Threaded comment streams do this to some extent, as do forums, message boards, and even social networks like Facebook and Twitter. But none do thematic or topic-based discussion well, according to Hubub‘s founders, hence the need for the startup.

Toronto- and New York-based Hubub launched in beta quietly late last year, and today it’s announcing its $8.5 million Series A round of funding. That money will help the company scale and add more engineering talent to its team to continue to build product, founder and CEO Peter L. Corsell explained to me in an interview. But it’s mostly business as usual, as the startup continues its mission of trying to build on what was started with the online forum, but never really improved since.

“Specifically what really gave us the idea was that we were watching the Egyptian protests, in the latter part of the Arab Spring and we looked at the way people were using Facebook and Twitter, which was both inspiring and novel,” Corsell explained in an interview. “Yet it occurred to us that there was also an unmet need to give a tool to rapidly convene passionate, engaged communities around a topic of interest.”

Thus was Hubub born, which is designed to build these communities, where users can jump in and contribute the best content, be it user-generated or collected from the best of the web, around specific topics. Hububs (the individual topic nodes created) are user-generated and user-curated, but there’s also a degree of automation where you can view auto-collected content around certain keywords, too, making this effectively an aggregation search engine, too.

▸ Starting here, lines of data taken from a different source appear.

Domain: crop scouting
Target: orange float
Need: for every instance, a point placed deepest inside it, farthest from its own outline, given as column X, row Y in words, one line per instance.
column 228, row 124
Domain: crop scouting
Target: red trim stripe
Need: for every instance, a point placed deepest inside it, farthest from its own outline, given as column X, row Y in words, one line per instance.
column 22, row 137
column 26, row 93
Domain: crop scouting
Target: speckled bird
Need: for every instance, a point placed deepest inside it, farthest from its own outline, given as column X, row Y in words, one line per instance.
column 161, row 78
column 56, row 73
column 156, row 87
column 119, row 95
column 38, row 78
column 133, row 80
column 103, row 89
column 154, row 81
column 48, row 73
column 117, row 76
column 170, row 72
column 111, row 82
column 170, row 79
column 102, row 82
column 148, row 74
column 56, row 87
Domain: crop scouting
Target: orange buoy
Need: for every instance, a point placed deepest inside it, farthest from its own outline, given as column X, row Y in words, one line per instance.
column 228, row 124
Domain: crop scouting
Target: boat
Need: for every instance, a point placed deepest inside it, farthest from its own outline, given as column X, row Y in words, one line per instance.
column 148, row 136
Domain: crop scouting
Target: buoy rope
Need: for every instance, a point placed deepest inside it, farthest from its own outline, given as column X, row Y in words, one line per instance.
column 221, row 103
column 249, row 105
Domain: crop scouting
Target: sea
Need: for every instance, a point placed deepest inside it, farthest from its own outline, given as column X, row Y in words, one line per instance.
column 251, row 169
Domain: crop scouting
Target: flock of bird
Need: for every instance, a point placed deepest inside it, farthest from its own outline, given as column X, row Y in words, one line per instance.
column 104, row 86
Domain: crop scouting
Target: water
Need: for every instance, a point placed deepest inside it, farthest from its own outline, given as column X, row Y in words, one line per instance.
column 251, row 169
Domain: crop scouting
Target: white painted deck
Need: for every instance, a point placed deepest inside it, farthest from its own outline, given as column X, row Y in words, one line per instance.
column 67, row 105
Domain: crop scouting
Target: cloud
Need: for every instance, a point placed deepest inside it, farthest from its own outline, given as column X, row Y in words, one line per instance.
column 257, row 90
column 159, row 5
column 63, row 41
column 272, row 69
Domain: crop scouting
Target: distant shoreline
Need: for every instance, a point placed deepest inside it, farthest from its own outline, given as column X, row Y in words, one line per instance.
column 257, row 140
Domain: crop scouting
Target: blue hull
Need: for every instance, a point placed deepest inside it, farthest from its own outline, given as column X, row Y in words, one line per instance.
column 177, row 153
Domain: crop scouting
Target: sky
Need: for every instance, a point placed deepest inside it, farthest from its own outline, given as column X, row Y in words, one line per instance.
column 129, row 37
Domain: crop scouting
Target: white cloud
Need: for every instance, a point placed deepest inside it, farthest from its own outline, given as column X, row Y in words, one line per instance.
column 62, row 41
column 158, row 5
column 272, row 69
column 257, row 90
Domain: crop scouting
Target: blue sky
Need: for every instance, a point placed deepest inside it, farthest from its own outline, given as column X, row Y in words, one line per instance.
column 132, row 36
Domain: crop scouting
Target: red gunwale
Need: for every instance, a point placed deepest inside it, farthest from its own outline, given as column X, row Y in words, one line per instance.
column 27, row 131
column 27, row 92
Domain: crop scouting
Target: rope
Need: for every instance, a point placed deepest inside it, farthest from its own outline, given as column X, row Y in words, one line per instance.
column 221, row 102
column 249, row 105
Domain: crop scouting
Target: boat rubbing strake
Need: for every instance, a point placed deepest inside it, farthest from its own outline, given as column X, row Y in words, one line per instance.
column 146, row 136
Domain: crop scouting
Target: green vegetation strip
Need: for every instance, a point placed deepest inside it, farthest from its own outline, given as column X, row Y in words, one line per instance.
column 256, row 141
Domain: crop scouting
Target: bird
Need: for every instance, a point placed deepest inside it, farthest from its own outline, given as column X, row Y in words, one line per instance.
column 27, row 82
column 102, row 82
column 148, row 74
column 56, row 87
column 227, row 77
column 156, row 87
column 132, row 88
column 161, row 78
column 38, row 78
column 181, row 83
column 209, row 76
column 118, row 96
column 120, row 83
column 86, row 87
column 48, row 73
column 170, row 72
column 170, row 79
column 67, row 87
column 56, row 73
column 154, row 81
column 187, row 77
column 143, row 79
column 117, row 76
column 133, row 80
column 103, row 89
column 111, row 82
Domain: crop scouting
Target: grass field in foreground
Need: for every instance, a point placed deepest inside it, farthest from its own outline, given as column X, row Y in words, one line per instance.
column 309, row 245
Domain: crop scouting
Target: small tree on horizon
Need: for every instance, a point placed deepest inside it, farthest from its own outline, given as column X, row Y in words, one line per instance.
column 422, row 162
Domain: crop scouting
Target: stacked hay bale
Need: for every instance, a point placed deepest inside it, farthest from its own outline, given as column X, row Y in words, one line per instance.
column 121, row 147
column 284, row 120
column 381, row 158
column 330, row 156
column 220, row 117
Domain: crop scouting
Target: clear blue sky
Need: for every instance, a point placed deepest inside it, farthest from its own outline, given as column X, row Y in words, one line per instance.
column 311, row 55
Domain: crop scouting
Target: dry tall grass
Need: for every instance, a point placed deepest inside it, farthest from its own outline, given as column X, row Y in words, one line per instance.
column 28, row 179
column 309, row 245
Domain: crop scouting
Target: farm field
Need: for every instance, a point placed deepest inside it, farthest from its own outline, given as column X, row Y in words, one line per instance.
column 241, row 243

“When you think about the future of search broadly, I see it bifurcating between what I would think of as more tactical queries where you have a question and there’s one right answer or a small finite pool of good answers,” Corsell said. “The other type of search is, if you Google for example ‘what were the most searched for terms in 2013,’ it’s topics: It’s ‘iPad,’ it’s Bengazi,’ it’s ‘Kate Middleton.’ What excites me about Hubub is as the community matures, it becomes a really great place to go to immerse yourself, in articles, in photos and videos and more.”

Other efforts attempting to build conversations around specific topics haven’t always fared too well: Branch nabbed a decent exit to Facebook, but even big league efforts like Google Wave fizzled quickly, and as Corsell himself notes, there hasn’t really been anything between the legacy (read: outdated) model of forums and the too fast-paced, stream-based vision of Twitter that manages to keep things on topic over a sustained period, with real back-and-forth.

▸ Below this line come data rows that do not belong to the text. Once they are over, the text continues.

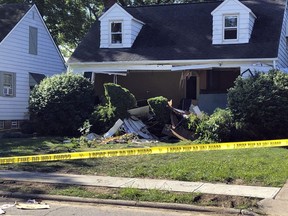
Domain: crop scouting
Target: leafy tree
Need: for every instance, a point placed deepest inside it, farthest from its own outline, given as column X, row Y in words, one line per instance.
column 60, row 104
column 259, row 105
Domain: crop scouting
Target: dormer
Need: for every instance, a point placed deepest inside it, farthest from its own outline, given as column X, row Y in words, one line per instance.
column 232, row 23
column 118, row 28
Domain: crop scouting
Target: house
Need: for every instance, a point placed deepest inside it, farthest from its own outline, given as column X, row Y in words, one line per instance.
column 186, row 52
column 27, row 54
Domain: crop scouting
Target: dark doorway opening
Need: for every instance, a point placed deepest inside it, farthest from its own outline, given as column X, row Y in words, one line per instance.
column 191, row 88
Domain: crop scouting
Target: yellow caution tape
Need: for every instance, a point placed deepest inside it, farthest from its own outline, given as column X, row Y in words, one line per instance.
column 144, row 151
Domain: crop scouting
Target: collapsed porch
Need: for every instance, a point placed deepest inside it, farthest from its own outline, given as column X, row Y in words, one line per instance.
column 205, row 87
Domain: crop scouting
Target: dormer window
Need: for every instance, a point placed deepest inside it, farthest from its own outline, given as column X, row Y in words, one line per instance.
column 116, row 32
column 232, row 23
column 230, row 27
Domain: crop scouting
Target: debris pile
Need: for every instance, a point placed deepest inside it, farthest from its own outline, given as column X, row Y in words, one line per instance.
column 141, row 127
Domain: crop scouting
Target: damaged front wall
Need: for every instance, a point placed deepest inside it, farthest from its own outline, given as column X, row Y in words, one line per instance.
column 146, row 84
column 206, row 88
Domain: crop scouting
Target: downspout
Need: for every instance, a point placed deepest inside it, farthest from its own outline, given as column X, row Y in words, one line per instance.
column 274, row 64
column 115, row 79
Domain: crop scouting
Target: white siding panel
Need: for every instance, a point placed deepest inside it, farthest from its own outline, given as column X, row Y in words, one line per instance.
column 14, row 57
column 282, row 50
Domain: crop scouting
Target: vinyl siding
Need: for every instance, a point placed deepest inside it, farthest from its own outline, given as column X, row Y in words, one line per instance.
column 15, row 57
column 283, row 48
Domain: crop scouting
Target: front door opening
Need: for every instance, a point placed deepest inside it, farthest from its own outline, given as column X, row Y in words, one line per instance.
column 191, row 87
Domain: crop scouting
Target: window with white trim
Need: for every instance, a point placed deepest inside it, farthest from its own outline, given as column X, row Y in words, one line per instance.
column 15, row 124
column 116, row 32
column 7, row 84
column 230, row 27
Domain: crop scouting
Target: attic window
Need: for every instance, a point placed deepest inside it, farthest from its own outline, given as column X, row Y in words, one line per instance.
column 231, row 27
column 116, row 32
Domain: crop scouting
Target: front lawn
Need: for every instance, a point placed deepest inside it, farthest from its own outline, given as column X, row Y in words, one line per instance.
column 265, row 167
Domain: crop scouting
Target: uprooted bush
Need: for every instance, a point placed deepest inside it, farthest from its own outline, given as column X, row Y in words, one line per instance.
column 159, row 106
column 115, row 105
column 120, row 98
column 218, row 127
column 60, row 104
column 259, row 105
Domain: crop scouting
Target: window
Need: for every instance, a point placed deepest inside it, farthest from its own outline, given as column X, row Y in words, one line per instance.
column 14, row 124
column 7, row 84
column 33, row 40
column 2, row 124
column 116, row 33
column 231, row 27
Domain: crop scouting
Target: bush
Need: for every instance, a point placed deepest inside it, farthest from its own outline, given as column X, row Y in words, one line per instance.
column 102, row 119
column 116, row 103
column 159, row 106
column 259, row 104
column 120, row 98
column 60, row 104
column 219, row 127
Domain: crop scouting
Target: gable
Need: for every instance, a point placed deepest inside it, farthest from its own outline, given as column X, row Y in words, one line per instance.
column 186, row 34
column 118, row 28
column 10, row 15
column 232, row 23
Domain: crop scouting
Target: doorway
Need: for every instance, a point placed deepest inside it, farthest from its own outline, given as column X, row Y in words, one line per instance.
column 191, row 87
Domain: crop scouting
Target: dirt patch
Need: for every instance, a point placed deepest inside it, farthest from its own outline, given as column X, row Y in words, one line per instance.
column 113, row 193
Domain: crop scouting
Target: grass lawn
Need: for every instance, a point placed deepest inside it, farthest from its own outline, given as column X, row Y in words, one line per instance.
column 265, row 167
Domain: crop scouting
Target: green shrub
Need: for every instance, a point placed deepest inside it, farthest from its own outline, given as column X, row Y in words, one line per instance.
column 260, row 105
column 60, row 104
column 120, row 98
column 219, row 127
column 159, row 106
column 116, row 103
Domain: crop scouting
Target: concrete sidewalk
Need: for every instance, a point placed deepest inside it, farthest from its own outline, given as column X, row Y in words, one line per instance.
column 277, row 206
column 119, row 182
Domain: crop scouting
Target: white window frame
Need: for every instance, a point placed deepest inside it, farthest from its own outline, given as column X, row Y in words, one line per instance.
column 8, row 88
column 15, row 124
column 231, row 28
column 2, row 124
column 115, row 33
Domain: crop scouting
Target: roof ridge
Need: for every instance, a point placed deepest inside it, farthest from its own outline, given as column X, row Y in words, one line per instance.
column 173, row 4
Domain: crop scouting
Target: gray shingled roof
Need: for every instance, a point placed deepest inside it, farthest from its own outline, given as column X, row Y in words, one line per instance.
column 10, row 15
column 184, row 32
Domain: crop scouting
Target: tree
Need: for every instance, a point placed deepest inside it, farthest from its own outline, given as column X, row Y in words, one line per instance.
column 60, row 104
column 259, row 104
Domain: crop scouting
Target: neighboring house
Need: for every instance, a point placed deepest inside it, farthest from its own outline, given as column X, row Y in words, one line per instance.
column 27, row 54
column 185, row 52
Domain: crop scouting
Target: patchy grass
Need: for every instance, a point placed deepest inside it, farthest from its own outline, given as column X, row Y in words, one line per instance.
column 131, row 194
column 265, row 167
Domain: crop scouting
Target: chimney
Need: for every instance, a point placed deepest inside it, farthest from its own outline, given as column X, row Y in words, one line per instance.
column 108, row 4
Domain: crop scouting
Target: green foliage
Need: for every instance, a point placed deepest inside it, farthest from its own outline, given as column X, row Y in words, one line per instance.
column 120, row 98
column 59, row 105
column 219, row 127
column 159, row 106
column 102, row 119
column 117, row 101
column 259, row 105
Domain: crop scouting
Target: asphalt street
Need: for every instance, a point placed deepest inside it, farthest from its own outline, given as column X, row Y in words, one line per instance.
column 79, row 209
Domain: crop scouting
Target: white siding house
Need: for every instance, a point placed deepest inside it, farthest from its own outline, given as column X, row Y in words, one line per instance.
column 118, row 28
column 232, row 23
column 27, row 49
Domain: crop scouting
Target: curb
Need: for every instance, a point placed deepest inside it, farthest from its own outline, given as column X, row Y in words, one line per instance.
column 170, row 206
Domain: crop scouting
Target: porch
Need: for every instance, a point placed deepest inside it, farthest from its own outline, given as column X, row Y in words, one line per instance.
column 206, row 88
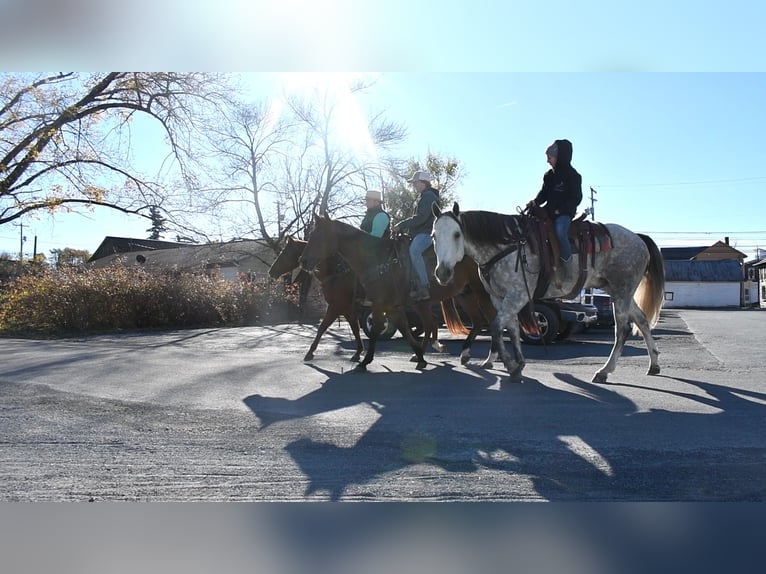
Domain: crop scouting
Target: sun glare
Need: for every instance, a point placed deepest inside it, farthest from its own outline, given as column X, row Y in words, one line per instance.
column 349, row 126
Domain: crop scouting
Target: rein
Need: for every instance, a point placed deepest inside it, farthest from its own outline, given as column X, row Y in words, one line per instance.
column 517, row 246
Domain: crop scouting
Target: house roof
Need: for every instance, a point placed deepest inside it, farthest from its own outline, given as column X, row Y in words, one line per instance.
column 703, row 271
column 250, row 255
column 111, row 245
column 720, row 250
column 681, row 253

Corsell thinks Hubub has the right mix of media, polls and sentiment analysis to make a real impact, and he says early traction backs up that belief. I’m still not sure that there’s a real need for this kind of platform between the existing social media giants, but Hubub’s investors in this round, which include a number of private investors, are definitely betting that there is. Hubub plans to launch its mobile client within the next few weeks, too, which could have a big impact in terms of validating the model.